2021 is on track to be the driest year recorded in California since 1924. In October, Governor Gavin Newsom declared a drought emergency for the entire state of California, extending the declaration already active in 50 counties to the eight remaining counties—Los Angeles, Orange, Riverside, San Bernardino, San Diego, Imperial, San Francisco, and Ventura. Under the proclamation, water suppliers are asked to prepare for the possibility of another dry year ahead.
“As the western U.S. faces a potential third year of drought, it’s critical that Californians across the state redouble our efforts to save water in every way possible,” Newsom said.
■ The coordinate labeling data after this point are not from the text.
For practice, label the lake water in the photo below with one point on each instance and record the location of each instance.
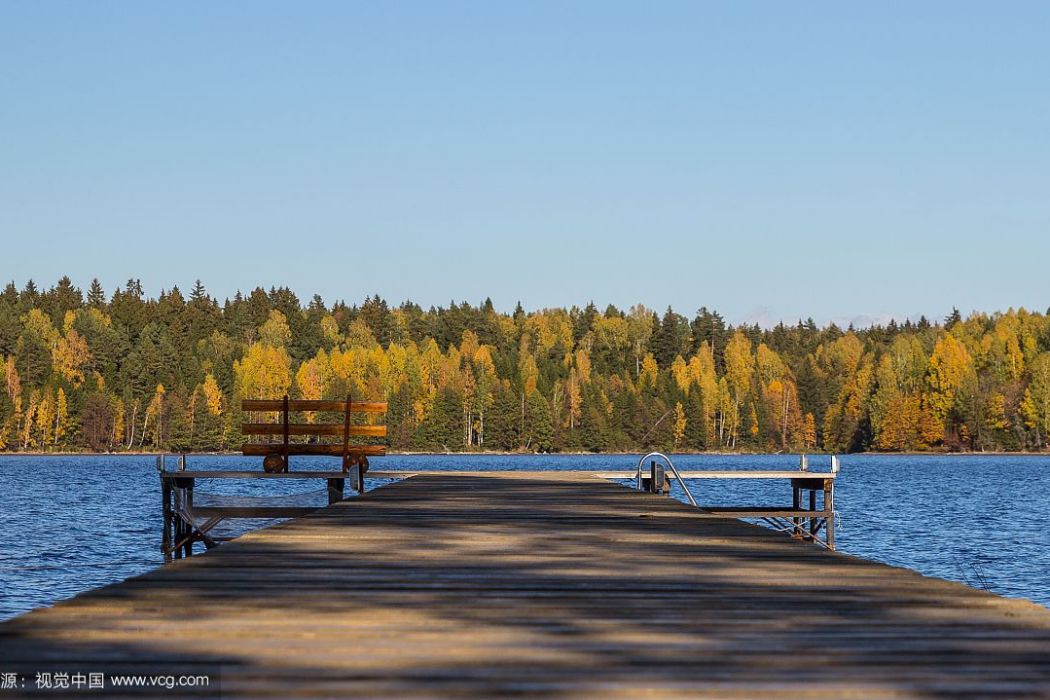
(71, 524)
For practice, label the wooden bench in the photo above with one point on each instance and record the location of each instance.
(275, 453)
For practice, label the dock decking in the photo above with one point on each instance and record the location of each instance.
(539, 585)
What Does a State-Wide Declaration Mean?
The drought declaration authorizes California’s water regulators to ban wasteful water use such as spraying down public sidewalks or using potable water in decorative fountains and authorizes the Office of Emergency Services to provide assistance and funding under the California Disaster Assistance Act to support the emergency response and delivery of drinking water and water for public health and safety.
The declaration also requires municipalities to implement their water shortage contingency plans at “a level appropriate to local conditions that take into account the possibility of a third consecutive dry year.”
Currently, all water providers within Santa Barbara County are maintaining their water supply stages at either Stage I or Stage II. Water shortage contingency plans typically include a scale ranging from a normal supply stage with no water supply reductions to Stage 1 through IV or more, with corresponding water restrictions. Each stage defines actions that a municipality will take to address a supply shortage.
Local water agencies encourage community members to use water resources as efficiently as possible.
The City of Santa Barbara’s Enhanced Urban Water Management Plan outlines strategies for managing the City’s water supplies under drought conditions. City staff is currently using the plan to manage local water resources and guide decision-making. They will update the Water Commission and City Council on potential next steps in drought response during the spring of 2022.
Conservation is Key
Although the drought declaration does not include firm water conservation mandates for Californians, it sets the stage for water restrictions in the future. For now, citizens are asked to voluntarily reduce their water usage by 15% as compared to 2020. As the state enters a potential third year of drought, the need to intensify local water conservation efforts is clear.
The State Water Resources Control Board recently reported that on the Central Coast (which includes Santa Barbara), water consumption appears to be moving in the right direction, but more is needed—with urban water use 5.2% less than in August 2020. Ventura County (included in the South Coast region) used 3.1% less water than in August 2020. Because of the severity of the drought conditions and projections for a warmer and dryer La Niña winter, our community needs to do more to reach the conservation goal that the Governor has called for and to ensure that we make water conservation a way of life.
What can you do?
Take your water conservation to the next level. Explore ways to use water more efficiently and further reduce your water consumption. Here are a few ways to intensify your water conservation efforts:
- Learn about easy ways to save water throughout your daily routines with better habits like turning the water off while brushing teeth, washing hands, or shaving and washing only full loads in the dishwasher or laundry machine. Set a timer to limit your shower to 5 minutes or less and recycle indoor water use on plants.
- Review your household water use with a water audit to see where you can effectively implement conservation measures.
- Get a free water checkup for additional help with assessing water usage on your property and ways to save water and money on water bills.
- Take a tour of your yard to determine how much water your landscaping really needs, where you can capture rain, disconnect downspouts, and reduce paved or compacted areas that prevent water from penetrating the soil. Check your sprinkler system for leaks and make other irrigation adjustments to stay on track with your water savings. Contact Channelkeeper to purchase a kit that converts a wine or beer barrel into a rain barrel.
- Plant a water-wise organic garden and replace water-thirsty plants with drought-tolerant ones. Check for landscaping rebates to help make your yard or garden more water wise.
- Check your local city for rebates that are offered for water conservation tools like the Flume Smart Home Water System, high efficiency washing machines, rain shut-off sensors, and much delivery.
- Install a greywater harvesting system that diverts water from your washing machine (which would otherwise go to the sewage treatment plant) and reuses it to irrigate outdoor plants and trees.